SPD-Parteitag: Aufbruch und Neuanfang

Bundespolitik

"Der Parteitag war Aufbruch und gelungener Neuanfang. Nicht mehr und nicht weniger," sagte die SPD-Bezirksvorsitzende Johanna Werner-Muggendorfer MdL, die mit den niederbayerischen SPD-Delegierten am SPD-Bundesparteitag in Dresden dabei war. "Die eigentliche Arbeit kommt jetzt auf uns zu – auf uns alle, auch an der Basis: Zu neuer Stärke kommen wir nur, wenn alle mit anpacken, sich beteiligen, wenn wir hart an der Sachediskutieren und dabei unsere gemeinsamen Ziele und Werte in Blick behalten. Das wird anstrengend, aber es lohnt sich," so Johanna Werner-Muggendorfer.
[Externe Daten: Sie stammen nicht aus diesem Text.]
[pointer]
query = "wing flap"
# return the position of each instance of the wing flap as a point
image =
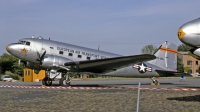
(104, 65)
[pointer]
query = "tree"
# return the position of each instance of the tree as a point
(186, 69)
(184, 48)
(149, 49)
(180, 66)
(10, 63)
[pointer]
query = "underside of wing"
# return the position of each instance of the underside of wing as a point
(109, 64)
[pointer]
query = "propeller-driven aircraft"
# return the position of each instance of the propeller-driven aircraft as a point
(189, 34)
(58, 57)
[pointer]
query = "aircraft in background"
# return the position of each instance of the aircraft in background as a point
(189, 34)
(57, 57)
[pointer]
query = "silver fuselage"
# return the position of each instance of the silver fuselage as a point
(28, 49)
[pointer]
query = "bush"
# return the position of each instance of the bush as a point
(14, 76)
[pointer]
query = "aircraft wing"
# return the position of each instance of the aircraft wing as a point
(172, 73)
(108, 64)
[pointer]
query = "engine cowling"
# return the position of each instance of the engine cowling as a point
(195, 52)
(50, 61)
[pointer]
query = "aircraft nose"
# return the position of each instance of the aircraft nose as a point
(189, 33)
(11, 48)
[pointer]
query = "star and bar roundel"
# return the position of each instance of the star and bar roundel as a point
(142, 67)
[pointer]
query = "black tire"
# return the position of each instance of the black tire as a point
(63, 82)
(155, 82)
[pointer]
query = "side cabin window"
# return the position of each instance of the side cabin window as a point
(28, 43)
(25, 43)
(70, 54)
(88, 58)
(61, 52)
(79, 56)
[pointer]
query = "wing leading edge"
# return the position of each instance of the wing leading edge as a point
(109, 64)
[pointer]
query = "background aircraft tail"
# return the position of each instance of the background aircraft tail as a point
(166, 57)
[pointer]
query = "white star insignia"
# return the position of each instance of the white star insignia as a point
(142, 68)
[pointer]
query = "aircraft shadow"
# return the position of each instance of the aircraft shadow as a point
(189, 87)
(105, 85)
(195, 98)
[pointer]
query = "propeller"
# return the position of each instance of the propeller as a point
(40, 58)
(19, 62)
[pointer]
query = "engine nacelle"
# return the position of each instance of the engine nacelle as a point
(50, 61)
(195, 52)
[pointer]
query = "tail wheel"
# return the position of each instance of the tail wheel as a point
(155, 82)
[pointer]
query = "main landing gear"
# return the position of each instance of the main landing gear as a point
(65, 81)
(47, 81)
(154, 82)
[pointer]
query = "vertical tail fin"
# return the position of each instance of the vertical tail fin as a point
(166, 57)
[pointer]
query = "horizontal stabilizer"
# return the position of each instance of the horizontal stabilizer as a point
(109, 64)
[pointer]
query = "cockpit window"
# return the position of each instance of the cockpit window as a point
(28, 43)
(25, 43)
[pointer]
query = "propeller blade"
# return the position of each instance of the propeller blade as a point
(19, 62)
(41, 58)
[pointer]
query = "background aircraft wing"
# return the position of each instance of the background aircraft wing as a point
(109, 64)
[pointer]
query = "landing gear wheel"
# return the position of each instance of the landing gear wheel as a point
(47, 81)
(155, 82)
(64, 82)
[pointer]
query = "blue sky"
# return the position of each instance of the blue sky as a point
(118, 26)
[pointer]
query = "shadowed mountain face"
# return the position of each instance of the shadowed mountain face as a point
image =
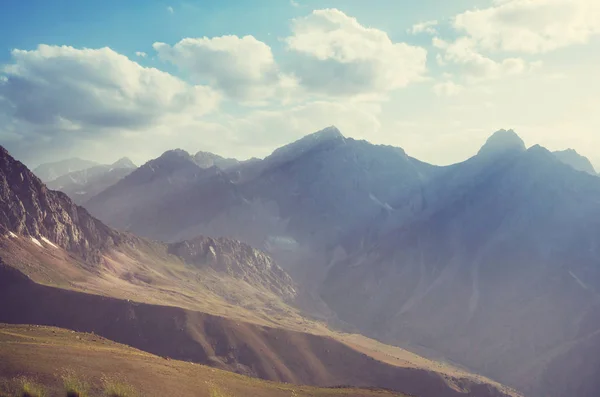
(29, 208)
(84, 184)
(33, 216)
(47, 239)
(499, 273)
(298, 204)
(50, 171)
(491, 263)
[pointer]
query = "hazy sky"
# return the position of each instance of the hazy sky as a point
(105, 79)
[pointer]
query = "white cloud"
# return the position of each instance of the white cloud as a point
(262, 131)
(475, 66)
(58, 95)
(336, 55)
(241, 67)
(531, 26)
(447, 89)
(424, 27)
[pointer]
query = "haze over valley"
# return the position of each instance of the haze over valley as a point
(300, 199)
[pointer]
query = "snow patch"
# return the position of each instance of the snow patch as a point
(581, 283)
(379, 203)
(44, 239)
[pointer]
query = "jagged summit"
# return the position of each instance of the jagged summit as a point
(325, 138)
(331, 132)
(208, 160)
(123, 162)
(28, 207)
(502, 141)
(575, 160)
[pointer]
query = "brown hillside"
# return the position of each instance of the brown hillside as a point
(268, 353)
(44, 353)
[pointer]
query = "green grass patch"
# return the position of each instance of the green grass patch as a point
(29, 388)
(74, 386)
(117, 388)
(216, 392)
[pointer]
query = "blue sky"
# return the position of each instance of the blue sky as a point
(242, 77)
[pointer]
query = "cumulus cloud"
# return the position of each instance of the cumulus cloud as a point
(94, 87)
(336, 55)
(424, 27)
(56, 97)
(241, 67)
(475, 66)
(447, 89)
(531, 26)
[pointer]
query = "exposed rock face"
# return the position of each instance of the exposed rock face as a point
(28, 207)
(500, 274)
(491, 263)
(207, 160)
(50, 171)
(575, 160)
(238, 260)
(80, 186)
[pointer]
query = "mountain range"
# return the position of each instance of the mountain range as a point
(212, 301)
(491, 263)
(83, 184)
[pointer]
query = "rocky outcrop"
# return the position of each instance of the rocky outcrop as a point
(575, 160)
(28, 207)
(80, 186)
(238, 260)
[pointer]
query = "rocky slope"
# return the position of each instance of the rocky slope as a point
(499, 273)
(46, 218)
(81, 185)
(489, 263)
(238, 260)
(209, 273)
(28, 207)
(50, 171)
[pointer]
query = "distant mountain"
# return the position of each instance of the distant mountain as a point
(575, 160)
(163, 196)
(207, 160)
(490, 263)
(498, 272)
(28, 207)
(82, 185)
(50, 171)
(217, 302)
(43, 218)
(297, 203)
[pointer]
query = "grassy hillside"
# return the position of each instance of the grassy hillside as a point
(44, 355)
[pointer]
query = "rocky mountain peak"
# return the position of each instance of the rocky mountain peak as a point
(501, 142)
(29, 208)
(207, 160)
(235, 259)
(326, 138)
(124, 162)
(575, 160)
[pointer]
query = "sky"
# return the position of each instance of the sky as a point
(106, 79)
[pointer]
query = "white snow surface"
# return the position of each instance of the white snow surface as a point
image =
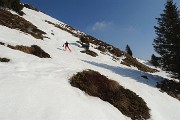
(33, 88)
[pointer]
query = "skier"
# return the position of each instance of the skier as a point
(66, 44)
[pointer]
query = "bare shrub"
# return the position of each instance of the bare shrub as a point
(126, 101)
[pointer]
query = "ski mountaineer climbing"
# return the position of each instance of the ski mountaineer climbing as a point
(66, 44)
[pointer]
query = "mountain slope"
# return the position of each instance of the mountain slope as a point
(34, 88)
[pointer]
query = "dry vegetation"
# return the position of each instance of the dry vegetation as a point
(95, 84)
(4, 60)
(171, 87)
(115, 53)
(16, 22)
(89, 52)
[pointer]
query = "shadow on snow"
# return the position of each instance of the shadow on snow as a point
(134, 74)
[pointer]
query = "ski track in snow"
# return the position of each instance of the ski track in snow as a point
(33, 88)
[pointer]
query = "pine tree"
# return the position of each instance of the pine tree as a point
(167, 42)
(128, 50)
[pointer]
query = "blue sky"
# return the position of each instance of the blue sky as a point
(117, 22)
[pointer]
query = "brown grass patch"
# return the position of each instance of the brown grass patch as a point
(171, 87)
(4, 60)
(89, 52)
(126, 101)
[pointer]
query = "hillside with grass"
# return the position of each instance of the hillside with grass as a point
(40, 80)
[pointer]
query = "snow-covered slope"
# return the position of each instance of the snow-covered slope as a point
(33, 88)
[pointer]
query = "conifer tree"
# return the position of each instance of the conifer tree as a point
(128, 50)
(167, 42)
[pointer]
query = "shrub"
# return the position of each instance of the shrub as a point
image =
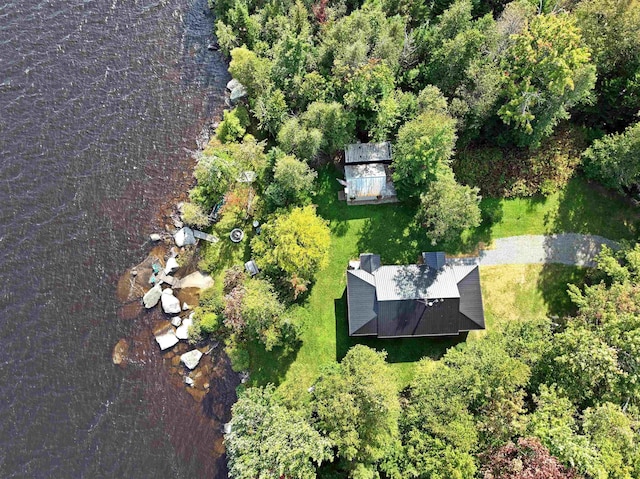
(194, 214)
(237, 353)
(209, 323)
(233, 125)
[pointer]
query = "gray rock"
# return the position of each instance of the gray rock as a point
(183, 331)
(170, 304)
(172, 266)
(184, 237)
(233, 83)
(238, 94)
(166, 338)
(191, 359)
(151, 297)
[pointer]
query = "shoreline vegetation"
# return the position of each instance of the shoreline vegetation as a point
(495, 113)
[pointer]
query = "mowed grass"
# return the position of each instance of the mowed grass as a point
(510, 292)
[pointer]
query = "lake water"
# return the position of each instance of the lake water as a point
(100, 104)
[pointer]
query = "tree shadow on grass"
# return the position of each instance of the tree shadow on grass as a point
(553, 284)
(270, 366)
(401, 350)
(588, 208)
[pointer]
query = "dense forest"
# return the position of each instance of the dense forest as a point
(480, 99)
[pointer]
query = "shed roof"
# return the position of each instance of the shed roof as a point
(368, 180)
(367, 152)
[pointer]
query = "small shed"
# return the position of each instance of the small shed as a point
(370, 183)
(368, 153)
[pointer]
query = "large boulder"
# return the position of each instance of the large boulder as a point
(172, 266)
(196, 280)
(184, 237)
(191, 359)
(170, 304)
(166, 337)
(183, 331)
(151, 297)
(238, 94)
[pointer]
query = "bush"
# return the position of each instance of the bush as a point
(234, 124)
(233, 277)
(194, 214)
(237, 353)
(292, 183)
(209, 322)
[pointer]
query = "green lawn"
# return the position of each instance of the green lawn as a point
(389, 230)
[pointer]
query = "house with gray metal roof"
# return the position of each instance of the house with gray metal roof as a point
(367, 176)
(440, 297)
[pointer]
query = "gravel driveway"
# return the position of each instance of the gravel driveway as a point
(566, 248)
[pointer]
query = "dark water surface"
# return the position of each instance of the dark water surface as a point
(99, 101)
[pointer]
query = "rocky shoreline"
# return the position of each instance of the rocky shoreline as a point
(168, 277)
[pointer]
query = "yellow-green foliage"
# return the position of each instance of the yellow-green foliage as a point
(209, 322)
(296, 244)
(193, 214)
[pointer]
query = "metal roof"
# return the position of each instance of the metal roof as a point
(415, 282)
(361, 298)
(434, 260)
(370, 262)
(367, 152)
(414, 300)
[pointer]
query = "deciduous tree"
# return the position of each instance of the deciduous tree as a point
(357, 407)
(267, 440)
(296, 243)
(547, 72)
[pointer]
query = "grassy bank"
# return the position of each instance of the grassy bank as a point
(510, 292)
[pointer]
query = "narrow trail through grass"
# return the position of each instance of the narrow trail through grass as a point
(511, 291)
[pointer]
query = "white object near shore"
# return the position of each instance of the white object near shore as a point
(184, 237)
(172, 266)
(166, 338)
(151, 297)
(170, 304)
(191, 359)
(183, 331)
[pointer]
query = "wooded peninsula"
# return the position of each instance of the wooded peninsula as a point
(470, 127)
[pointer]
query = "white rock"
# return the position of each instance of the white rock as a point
(196, 280)
(170, 304)
(172, 266)
(184, 237)
(151, 297)
(166, 338)
(191, 359)
(183, 331)
(237, 94)
(233, 83)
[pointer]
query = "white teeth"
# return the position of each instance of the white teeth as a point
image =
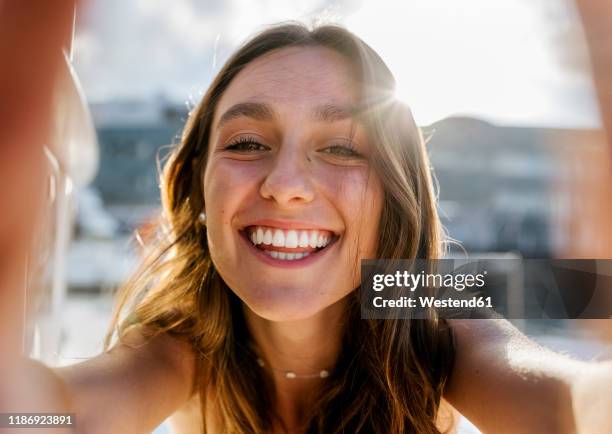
(267, 237)
(291, 240)
(321, 241)
(279, 238)
(314, 236)
(304, 239)
(286, 256)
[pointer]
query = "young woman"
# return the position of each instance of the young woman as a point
(298, 163)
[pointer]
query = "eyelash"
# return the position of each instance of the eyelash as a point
(347, 150)
(349, 146)
(236, 145)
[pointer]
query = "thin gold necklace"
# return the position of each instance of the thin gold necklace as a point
(292, 375)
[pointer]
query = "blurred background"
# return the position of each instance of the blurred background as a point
(502, 89)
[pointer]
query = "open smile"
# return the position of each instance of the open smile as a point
(288, 245)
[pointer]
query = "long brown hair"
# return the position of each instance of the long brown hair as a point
(391, 374)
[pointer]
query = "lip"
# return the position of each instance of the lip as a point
(289, 224)
(315, 256)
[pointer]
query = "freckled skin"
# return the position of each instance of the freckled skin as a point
(292, 179)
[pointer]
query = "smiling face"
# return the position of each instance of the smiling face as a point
(292, 203)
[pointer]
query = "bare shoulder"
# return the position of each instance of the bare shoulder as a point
(132, 387)
(505, 382)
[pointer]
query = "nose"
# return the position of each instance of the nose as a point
(289, 180)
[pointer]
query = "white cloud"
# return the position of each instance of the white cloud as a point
(495, 59)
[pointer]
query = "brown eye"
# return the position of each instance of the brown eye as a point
(346, 151)
(245, 144)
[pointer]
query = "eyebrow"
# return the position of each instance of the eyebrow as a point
(264, 112)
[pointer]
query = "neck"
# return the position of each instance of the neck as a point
(305, 347)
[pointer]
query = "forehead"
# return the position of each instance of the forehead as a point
(294, 79)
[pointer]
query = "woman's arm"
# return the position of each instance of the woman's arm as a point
(133, 387)
(504, 382)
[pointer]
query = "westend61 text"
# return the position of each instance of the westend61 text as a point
(430, 301)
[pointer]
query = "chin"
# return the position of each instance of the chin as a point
(285, 304)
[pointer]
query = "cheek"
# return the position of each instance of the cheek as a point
(358, 195)
(227, 185)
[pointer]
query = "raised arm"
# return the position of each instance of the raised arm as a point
(133, 387)
(505, 383)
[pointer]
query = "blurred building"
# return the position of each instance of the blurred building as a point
(502, 188)
(499, 187)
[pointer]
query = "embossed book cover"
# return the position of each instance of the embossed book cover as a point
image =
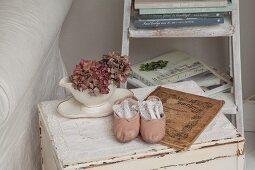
(187, 115)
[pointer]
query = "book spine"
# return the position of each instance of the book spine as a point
(184, 4)
(161, 23)
(146, 11)
(185, 15)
Offen und ungeschminkt waren die Diskussionen auf dem Parteitag, es wurde über Fehler der Vergangenheit gesprochen, aber vor allem auch über die Aufgaben in der Zukunft. Dass die SPD eine streitbare Partei sind, ist nicht neu. Aber Dresden war doch anders. Wer dabei war, hat es deutlich gespürt. Die oft unversöhnliche Härte, mit der in SPD manchmal politische Debatten personell ausgetragen werden, war so nicht da. Es ging um die Sache. Das bringt die SPD als Ganzes nach vorn.
Es gibt jetzt viel zu tun. Drei zentrale Aufgaben stehen im Vordergrund, so Werner-Muggendorfer: Die Partei muss sich innen öffnen und die Mitglieder stärker beteiligen. Dazu gehört auch enger Kontakt zu den erfolgreichen sozialdemokratischen Kommunalpolitikern. Und künftig soll jährlich auf einem Bundesparteitag die SPD-Politik diskutiert werden.
Die zweite Aufgabe ist, die Öffnung nach außen, die Vernetzung in die Gesellschaft hinein zu stärken: Das bedeutet Gespräche mit den Vereinen vor Ort führen, mit Initiativen, mit den Gewerkschaften, Verbänden, Kirchen und vielen mehr, erklärt Werner-Muggendorfer, und das auf allen Ebenen, vom Ortsverein bis zum Parteivorstand.
Drittens geht es darum, programmatisch drei Ziele überzeugend miteinander zu verbinden: Wirtschaftliche Leistungsfähigkeit, soziale Sicherheit und ökologische Verantwortung. Dabei orientiert sich die SPD weder an Koalitionsoptionen, noch an vermeintlich soziologischen Kategorien wie der so genannten politischen Mitte. Denn die Mitte ist kein festgefügter Ort. Wer die Deutungshoheit für die Lösung politischer Probleme erringt, ist in der Mitte der Gesellschaft. Unsere Werte und Ziele sind dafür die richtige Grundlage.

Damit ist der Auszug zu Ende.